Montesorri is an educational approach developed in the early 20th century by the Italian physician Dr. Maria Montesorri. The method revolves around specially designed, manipulative activities that engage children and allow them to work at their own pace. The Montessori learning environments are for multi-age groups: 0 to 3 years, 3 to 6 years, 9 to 12 years and 12 to 14 years. The first two groups are the age groups that participate in alphabet activities.
In the Montessori alphabet match game, teachers cut out large colorful upper and lower case letters and laminate them. Each upper- and lower-case letter has a corresponding color. For example, the upper and lower case A are both red. Students are then encouraged to match the lower case letter with the corresponding upper-case letter. Because the colors correspond with the letters, the child can easily perceive any errors so there is no need for adult correction. This Montessori method allows the child to learn problem-solving skills and build confidence as well.
The Montessori alphabet bingo game is played like traditional bingo. Cards contain grids with a letter in each grid. Large alphabet blocks are put into a box. The caller chooses a letter block out of the box and calls it out. Students then place a marker on the corresponding letter on their cards. When someone fills up a row, she calls "Bingo" and wins the game.
The Montessori alphabet sandpaper letter activity teaches students cursive letters. In Montessori classrooms, children learn to write cursive and print letters at the same time. For this activity, teachers cut out the cursive letters of the alphabet from fine sandpaper, then mount them on something stronger like cardboard. The vowels are mounted on a light blue cardboard and the consonants on a light pink cardboard. Before children practice writing the letters, they trace them with their fingers on the sandpaper letters.

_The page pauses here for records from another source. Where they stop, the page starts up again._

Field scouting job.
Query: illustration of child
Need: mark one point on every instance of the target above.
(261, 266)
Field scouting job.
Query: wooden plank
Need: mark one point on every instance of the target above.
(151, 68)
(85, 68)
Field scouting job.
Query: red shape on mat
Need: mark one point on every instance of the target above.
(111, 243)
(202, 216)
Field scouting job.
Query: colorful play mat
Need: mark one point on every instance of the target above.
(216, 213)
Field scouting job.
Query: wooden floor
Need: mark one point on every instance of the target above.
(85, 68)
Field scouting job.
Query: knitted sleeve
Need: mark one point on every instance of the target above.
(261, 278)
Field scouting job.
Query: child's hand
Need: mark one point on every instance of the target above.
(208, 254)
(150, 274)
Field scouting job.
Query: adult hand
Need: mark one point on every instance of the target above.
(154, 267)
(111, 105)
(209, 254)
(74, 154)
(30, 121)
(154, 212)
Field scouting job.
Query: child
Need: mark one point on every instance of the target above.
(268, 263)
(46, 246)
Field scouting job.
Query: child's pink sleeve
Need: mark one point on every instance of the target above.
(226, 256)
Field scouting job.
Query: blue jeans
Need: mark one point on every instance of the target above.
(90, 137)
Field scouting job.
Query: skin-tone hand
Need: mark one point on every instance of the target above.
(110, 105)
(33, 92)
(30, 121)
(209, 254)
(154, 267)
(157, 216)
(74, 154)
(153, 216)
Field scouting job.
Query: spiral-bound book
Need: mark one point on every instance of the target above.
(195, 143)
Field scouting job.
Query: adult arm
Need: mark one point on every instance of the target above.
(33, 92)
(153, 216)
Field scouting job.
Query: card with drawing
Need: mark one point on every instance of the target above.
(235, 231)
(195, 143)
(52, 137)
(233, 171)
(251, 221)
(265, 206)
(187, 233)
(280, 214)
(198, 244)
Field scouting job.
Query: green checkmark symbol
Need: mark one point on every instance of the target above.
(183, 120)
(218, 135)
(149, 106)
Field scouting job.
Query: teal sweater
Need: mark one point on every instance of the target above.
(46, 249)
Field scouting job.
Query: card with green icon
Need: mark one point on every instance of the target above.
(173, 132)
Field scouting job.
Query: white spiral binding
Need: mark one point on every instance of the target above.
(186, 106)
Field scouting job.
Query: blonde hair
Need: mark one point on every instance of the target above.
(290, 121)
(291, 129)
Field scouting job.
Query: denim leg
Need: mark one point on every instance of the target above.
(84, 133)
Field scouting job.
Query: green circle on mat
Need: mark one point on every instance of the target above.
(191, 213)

The Montessori movable alphabet activity teaches children the difference between vowels and consonants and allows them to learn to read and spell. Large letters are cut out -- the vowels are red and the consonants are blue. The letters are then placed in a shallow box with compartments for each letter. Toddlers can use this game in tandem with the sandpaper letters. Eventually, though, this game can be used to form simple words.